La vicenda di Simona Floridia, scomparsa dal settembre del 1992, continua a suscitare reazioni contrastanti: tutto è rimesso ad una Corte d’Assise che dovrà decidere sulla colpevolezza o meno dell’imputato Andrea Bellia, oggi 45enne, con una famiglia e una vita completamente diversa da quella di 26 anni. Per l’accusa sarebbe stato lui ad uccidere Simona: contesto generale quello di Caltagirone, grosso centro di provincia del catanese, teatro di questa vicenda terribile per tanti aspetti, fra comitive di ragazzi, piccole o grandi gelosie presunte o reali, legami che vanno e che vengono, famiglie in ansia o distrutte e tanta voglia di verità. Che non significa un colpevole qualunque e a qualunque costo. Ma questo lo sanno anche a Palazzo di Giustizia di Catania, dove da anni si svolge il processo, interessante anche per gli “scontri dialettici” fra Difesa e Accusa, pardon fra Difesa e Presidente del Collegio, nella persona di Sebastiano Mignemi.

E su tutto ancora il fattore tempo.

Già perché quello che si svolge in Corte d’Assise a Catania è un processo -per omicidio premeditato- ad un uomo dopo 26 anni. Il buon senso vorrebbe magari che a quasi 30 anni dai fatti fare un processo ed accusare siano azioni non semplici, ma questo passa la giustizia in Italia.

E che dire di una vicenda riaperta, dopo un quarto di secolo(!) dall’archiviazione: tutto per una telefonata saltata fuori fra un amico di Bellia e una ragazza (all’epoca dei fatti, successivamente la moglie). In quel colloquio Bellia avrebbe rivelato all’amico di essere stato lui ad uccidere Simona: conferma arrivata anche in sede di incidente probatorio. Ma Bellia afferma la sua innocenza. L’afferma con la forza della disperazione, si direbbe. Ma ancora il processo è tutto da vedere. E da seguire. Perchè di cose opache o peggio ce ne sono non poche.

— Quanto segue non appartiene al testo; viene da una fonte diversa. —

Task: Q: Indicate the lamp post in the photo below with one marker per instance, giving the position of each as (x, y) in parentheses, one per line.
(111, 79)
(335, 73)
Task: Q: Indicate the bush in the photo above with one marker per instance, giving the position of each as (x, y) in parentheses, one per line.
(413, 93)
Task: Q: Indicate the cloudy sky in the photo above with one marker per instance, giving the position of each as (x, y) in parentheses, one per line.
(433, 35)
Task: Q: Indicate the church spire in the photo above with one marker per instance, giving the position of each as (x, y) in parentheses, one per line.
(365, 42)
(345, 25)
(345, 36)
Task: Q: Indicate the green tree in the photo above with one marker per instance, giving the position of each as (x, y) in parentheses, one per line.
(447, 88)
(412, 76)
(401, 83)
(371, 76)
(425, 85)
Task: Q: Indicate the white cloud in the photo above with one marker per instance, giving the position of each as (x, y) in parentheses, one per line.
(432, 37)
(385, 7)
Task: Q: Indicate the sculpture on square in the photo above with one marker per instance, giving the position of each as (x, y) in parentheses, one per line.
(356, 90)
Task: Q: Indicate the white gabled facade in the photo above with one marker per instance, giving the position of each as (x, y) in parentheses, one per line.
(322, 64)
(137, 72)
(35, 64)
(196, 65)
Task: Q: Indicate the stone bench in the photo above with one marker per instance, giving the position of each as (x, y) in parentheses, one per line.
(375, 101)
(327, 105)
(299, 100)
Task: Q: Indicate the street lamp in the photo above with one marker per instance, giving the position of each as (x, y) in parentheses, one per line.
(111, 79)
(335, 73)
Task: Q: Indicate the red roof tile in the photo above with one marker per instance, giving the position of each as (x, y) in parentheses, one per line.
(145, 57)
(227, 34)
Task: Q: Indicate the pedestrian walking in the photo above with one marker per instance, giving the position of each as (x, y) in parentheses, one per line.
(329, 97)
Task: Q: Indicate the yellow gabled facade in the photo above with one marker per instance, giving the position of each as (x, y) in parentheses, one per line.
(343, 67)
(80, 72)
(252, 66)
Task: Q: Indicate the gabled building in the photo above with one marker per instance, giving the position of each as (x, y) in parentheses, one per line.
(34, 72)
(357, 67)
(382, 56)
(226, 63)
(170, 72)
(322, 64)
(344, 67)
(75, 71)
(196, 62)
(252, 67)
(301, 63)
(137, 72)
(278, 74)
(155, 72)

Nelle ultime udienze sono arrivate le testimonianze di persone qualificate che hanno con le loro affermazioni rischiano davvero di mettere in crisi l’impianto accusatorio: Concetta La Rosa e Francesca Reale, già avvocato, hanno riferito alla Corte di avere visto Simona la mattina del giorno in cui si sparse la voce della sua scomparsa. Non solo, Salvatore Bellia, fratello dell’imputato, anche lui avvocato ha fra l’altro riferito di aver sentito Simona parlare del suo “rapporto burrascoso col papà, con la mamma…che ha detto anche più di una volta che se ne sarebbe andata, prima o poi, da casa…” Anche altri testi, come Giacomo Cinnirella, hanno riferito di aver visto Simona Floridia qualche giorno dopo la presunta scomparsa.
Certo, resta la tragedia di una famiglia che vorrebbe sapere la verità: legittimo, ci mancherebbe. Anche perché il corpo della ragazza non si è mai trovato. Che sorte è toccata alla giovane Simona? Che cosa accadde in quel tempo, in quel di Caltagirone?

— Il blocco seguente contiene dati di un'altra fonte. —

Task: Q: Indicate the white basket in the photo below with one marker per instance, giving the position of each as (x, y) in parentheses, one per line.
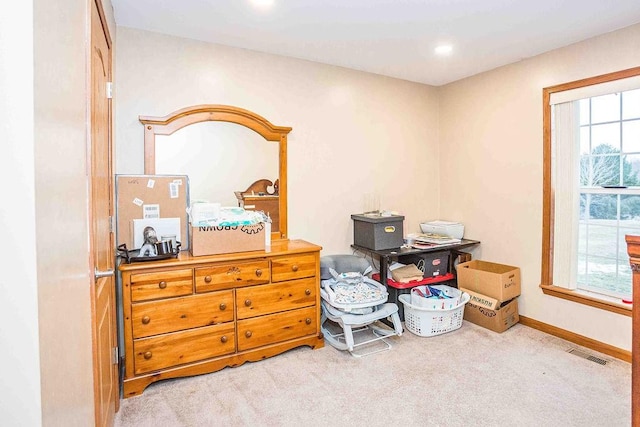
(454, 300)
(427, 323)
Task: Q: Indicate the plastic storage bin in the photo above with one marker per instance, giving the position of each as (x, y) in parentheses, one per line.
(427, 322)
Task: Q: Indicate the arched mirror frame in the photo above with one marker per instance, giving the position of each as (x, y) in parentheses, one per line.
(175, 121)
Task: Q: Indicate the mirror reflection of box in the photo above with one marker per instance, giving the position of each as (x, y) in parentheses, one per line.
(165, 228)
(214, 240)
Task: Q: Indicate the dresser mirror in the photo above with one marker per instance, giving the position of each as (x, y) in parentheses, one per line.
(224, 151)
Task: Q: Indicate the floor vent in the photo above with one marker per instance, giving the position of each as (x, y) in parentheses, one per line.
(587, 356)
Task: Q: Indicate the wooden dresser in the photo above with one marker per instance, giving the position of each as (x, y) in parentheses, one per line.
(633, 250)
(194, 315)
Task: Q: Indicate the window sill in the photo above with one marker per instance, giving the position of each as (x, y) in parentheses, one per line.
(588, 298)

Ma cosa è accaduto davvero quella sera, il 16 settembre del 1992: secondo l’Accusa, Bellia dopo un giro in Vespa avrebbe, al culmine di un litigio, gettato da un dirupo Simona. Secondo la Difesa, invece, Bellia avrebbe, dopo un giro, riaccompagnato la ragazza in centro, vicino ad un bar e poi non l’avrebbe più rivista.
Vedremo cosa accadrà il 14 novembre, quando è previsto il confronto fra l’imputato e l’amico che al telefono avrebbe avuto la “rivelazione” fatale. La “prova regina”? Certo per un ergastolo ci vorrebbe ben altro: ma siamo fiduciosi che lo Stato di diritto prevarrà anche stavolta.